Caso esses recursos extras não venham, a solução será enxugar o quadro e, consequentemente, os atendimentos. “Se não conseguirmos uma fonte de recursos, nós seremos obrigados a encolher uma estrutura tão importante para a pediatria do RN, mas, infelizmente, não teremos recursos para custear isso. A solução será reduzir serviço, demitindo funcionários e reduzindo a quantidade de atendimentos, principalmente de internamentos”, completou o diretor, informando que a unidade está com uma UTI Neonatal equipada e pronta para inaugurar, mas terá que esperar essas definições para abrir.

O Hospital Varela Santiago atende 100% pelo Sistema Único de Saúde (SUS) e cerca de 90% dos pacientes são vindos do interior do Estado. A unidade possui atualmente 530 funcionários com carteira assinada, além de mais de 100 prestadores de serviço. A unidade recebe recursos do Ministério da Saúde, por meio, do Município e um repasse anual do Governo do Estado que foi reduzido de R$ 2,3 milhões para aproximadamente R$ 1,5 milhão. O convênio com o Natal Cap dá um ‘alívio’ com um repasse semanal de R$ 110 mil, mas, mesmo assim, o hospital ainda possui um déficit considerável.

O outro lado…

Para os profissionais, a aprovação do piso significa uma conquista de muitos anos. “A medida beneficia a categoria sob a perspectiva coletiva, não individual ou pontualmente. Compreendemos que um piso salarial é uma medida protetiva, essencialmente, protegendo profissionais de abusos salariais e insultos financeiros.
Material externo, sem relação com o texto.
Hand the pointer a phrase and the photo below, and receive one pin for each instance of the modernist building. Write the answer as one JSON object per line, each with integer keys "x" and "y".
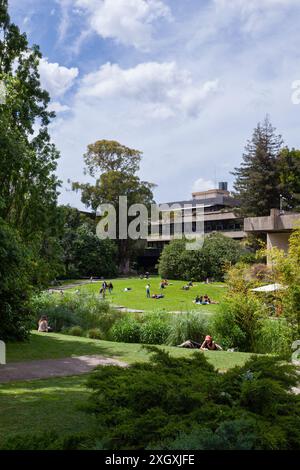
{"x": 218, "y": 206}
{"x": 277, "y": 226}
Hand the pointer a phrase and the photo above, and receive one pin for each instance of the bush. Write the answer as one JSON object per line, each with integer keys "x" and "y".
{"x": 15, "y": 290}
{"x": 148, "y": 404}
{"x": 76, "y": 331}
{"x": 193, "y": 326}
{"x": 154, "y": 330}
{"x": 217, "y": 252}
{"x": 84, "y": 310}
{"x": 236, "y": 324}
{"x": 127, "y": 330}
{"x": 275, "y": 336}
{"x": 95, "y": 333}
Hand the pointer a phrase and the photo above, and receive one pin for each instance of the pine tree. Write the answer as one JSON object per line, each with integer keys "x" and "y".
{"x": 257, "y": 184}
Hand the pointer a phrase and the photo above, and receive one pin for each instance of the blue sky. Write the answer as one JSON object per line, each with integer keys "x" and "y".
{"x": 184, "y": 81}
Os técnicos de enfermagem, especificamente, são profissionais responsáveis por cuidados diretos essenciais para a garantia do bem estar de um ser humano. Serviço, de uma forma geral, é algo de valor. A grande questão é: quanto vale o seu bem estar num processo de adoecimento? Quanto vale ter suas necessidades humanas básicas bem atendidas diante de uma situação de vulnerabilidade como o tratamento de um câncer ou uma internação hospitalar?”, questiona a enfermeira Patrícia Meireles, do @donadoplantao.
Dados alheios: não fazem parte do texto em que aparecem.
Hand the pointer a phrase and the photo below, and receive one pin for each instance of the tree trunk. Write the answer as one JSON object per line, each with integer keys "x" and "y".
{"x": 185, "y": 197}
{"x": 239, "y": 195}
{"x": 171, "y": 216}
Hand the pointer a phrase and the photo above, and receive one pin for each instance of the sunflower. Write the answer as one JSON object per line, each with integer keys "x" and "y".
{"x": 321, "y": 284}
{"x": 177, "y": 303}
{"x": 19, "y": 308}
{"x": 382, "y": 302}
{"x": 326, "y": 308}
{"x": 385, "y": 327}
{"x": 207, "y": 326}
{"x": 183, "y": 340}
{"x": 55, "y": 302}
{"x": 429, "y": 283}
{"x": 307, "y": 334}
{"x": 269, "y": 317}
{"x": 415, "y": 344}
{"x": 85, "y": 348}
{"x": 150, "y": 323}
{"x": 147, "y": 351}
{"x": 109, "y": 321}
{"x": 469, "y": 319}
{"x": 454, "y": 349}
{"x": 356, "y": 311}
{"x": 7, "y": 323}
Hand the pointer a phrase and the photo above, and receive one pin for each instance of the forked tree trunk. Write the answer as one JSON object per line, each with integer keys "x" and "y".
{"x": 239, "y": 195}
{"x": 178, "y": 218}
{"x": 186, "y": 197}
Para ela, o mercado enfrentará uma fase de adaptação, mas a lei de mercado é imperativa. “Talvez hajam sim demissões, provavelmente profissionais menos qualificados serão dispensados. Mas, mais uma vez: não é sobre um contra cheque ou um CNPJ, a instituição do piso salarial é um ganho coletivo que protege uma categoria inteira dos abusos que fomos submetidos por décadas. Num contexto histórico, por exemplo, o fim da exploração do trabalho infantil deixou os donos de fábricas, na revolução industrial, desesperados. Eles alegavam que a indústria têxtil não sobreviveria sem explorar crianças. E eles sobreviveram. As crises também são oportunidades de desenvolvimento humano. O próprio contexto histórico marca os progressos. Os impactos acontecerão, a crise está posta, mas as perspectivas futuras favorecem uma classe inteira de profissionais que cuidam de vidas humanas”, conclui a profissional.